Storage
Who stores what in the Gozzip network. Storage is not centralized — users are each other's infrastructure through reciprocal storage pacts.
Storage Model
Three tiers of storage, tried in priority order:
| Tier | Who (Persona) | What they store | Availability | Expected Uptime |
|---|---|---|---|---|
| Device | User's own devices | All own events, full history | Only when online | — |
| Storage peers (Full) | ~20 WoT peers running full nodes (Keepers) | Complete event history | Distributed — always-on | 95% |
| Storage peers (Light) | ~20 WoT peers running light nodes (Witnesses) | Events since last checkpoint (~monthly window) | Distributed — when online | 30% |
| Relays | Third-party infrastructure (Heralds) | Whatever their retention policy allows | Optional fallback | — |
Storage Pacts
Every user commits to storing recent data for ~20 volume-matched peers in their web of trust. The commitment is reciprocal. See ADR 005.
Reciprocal pacts require WoT membership. Two exceptions: bootstrap pacts (triggered by follow) and guardian pacts (volunteered by an established user).

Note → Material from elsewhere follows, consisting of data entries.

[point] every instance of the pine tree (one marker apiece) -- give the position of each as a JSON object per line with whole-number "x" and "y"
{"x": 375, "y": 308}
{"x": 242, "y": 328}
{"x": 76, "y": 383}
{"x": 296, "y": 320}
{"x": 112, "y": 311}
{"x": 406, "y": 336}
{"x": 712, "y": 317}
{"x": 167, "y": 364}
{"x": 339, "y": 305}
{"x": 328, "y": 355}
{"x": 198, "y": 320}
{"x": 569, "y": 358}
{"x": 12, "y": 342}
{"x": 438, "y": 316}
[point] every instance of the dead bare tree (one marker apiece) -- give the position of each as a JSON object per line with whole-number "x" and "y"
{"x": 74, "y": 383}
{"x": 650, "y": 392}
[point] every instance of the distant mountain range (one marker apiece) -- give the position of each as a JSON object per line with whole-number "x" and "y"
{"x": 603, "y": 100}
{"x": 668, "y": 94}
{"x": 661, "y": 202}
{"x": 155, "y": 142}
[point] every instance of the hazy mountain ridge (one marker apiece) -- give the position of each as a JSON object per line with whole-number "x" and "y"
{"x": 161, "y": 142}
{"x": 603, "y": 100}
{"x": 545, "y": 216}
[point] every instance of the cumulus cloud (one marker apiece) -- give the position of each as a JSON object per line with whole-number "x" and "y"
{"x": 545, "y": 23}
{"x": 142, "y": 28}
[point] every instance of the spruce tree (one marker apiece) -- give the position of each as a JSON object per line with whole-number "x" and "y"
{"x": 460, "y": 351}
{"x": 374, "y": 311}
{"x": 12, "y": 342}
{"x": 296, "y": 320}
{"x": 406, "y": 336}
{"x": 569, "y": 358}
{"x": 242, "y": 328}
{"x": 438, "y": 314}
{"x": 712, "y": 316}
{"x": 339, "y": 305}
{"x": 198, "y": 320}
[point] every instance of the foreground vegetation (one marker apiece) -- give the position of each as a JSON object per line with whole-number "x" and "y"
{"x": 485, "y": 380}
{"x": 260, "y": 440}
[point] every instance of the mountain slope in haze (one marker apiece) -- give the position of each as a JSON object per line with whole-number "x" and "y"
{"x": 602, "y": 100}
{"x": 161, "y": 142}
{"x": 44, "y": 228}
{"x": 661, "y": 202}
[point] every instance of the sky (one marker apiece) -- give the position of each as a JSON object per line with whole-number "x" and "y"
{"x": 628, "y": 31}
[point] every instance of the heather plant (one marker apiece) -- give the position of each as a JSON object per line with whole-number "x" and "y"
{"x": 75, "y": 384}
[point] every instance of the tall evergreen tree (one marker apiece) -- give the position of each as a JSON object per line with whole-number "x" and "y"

See Glossary.
How pacts form
- User broadcasts kind 10055 (storage pact request) with their data volume
- WoT peers with similar volume respond with kind 10056 offers
- User selects partners — both exchange private kind 10053 pact events
- Both begin storing each other's events from the current checkpoint forward
Volume balancing
Peers are matched by data volume (+/- 30% tolerance) so the storage commitment is symmetric. If a partner's volume drifts beyond tolerance:
- Protocol flags the pairing as unbalanced
- Client waits
random(0, 48h)before broadcasting (jittered delay prevents renegotiation storms when many users detect the same peer failure simultaneously). During the delay, standby pacts provide immediate failover. See ADR 008. - User broadcasts kind 10055 for a replacement
- Negotiates new pact, migrates data
- Closes old pact only after new one is confirmed
Data scope
For Light node pact partners, each pact covers events from the latest checkpoint onward — roughly a monthly window. Old data ages out of their pact obligations. Full node pact partners store complete event history for their peers. In both cases, the user's own devices hold full history, and archivists can opt into deeper storage via archival pacts.
Keepers (Full node pact partners) maintain 95% uptime. Witnesses (Light node pact partners) maintain 30% uptime. See Glossary.
Bootstrap pacts
New users have no WoT to form reciprocal pacts. The first person they follow becomes a temporary storage peer. See ADR 006.
- One-sided — the followed user stores the new user's data, no reciprocal obligation
- Auto-expires after 90 days or when the new user reaches 10 reciprocal pacts
- The followed user's client auto-accepts if capacity allows
- Transition: as the user builds WoT, bootstrap pacts phase out and reciprocal pacts take over
Guardian pacts
An established user (Guardian) can volunteer to store data for one untrusted newcomer (Seedling) outside their Web of Trust. Guardian pacts complement bootstrap pacts — together they give newcomers two independent storage peers before forming any reciprocal pacts.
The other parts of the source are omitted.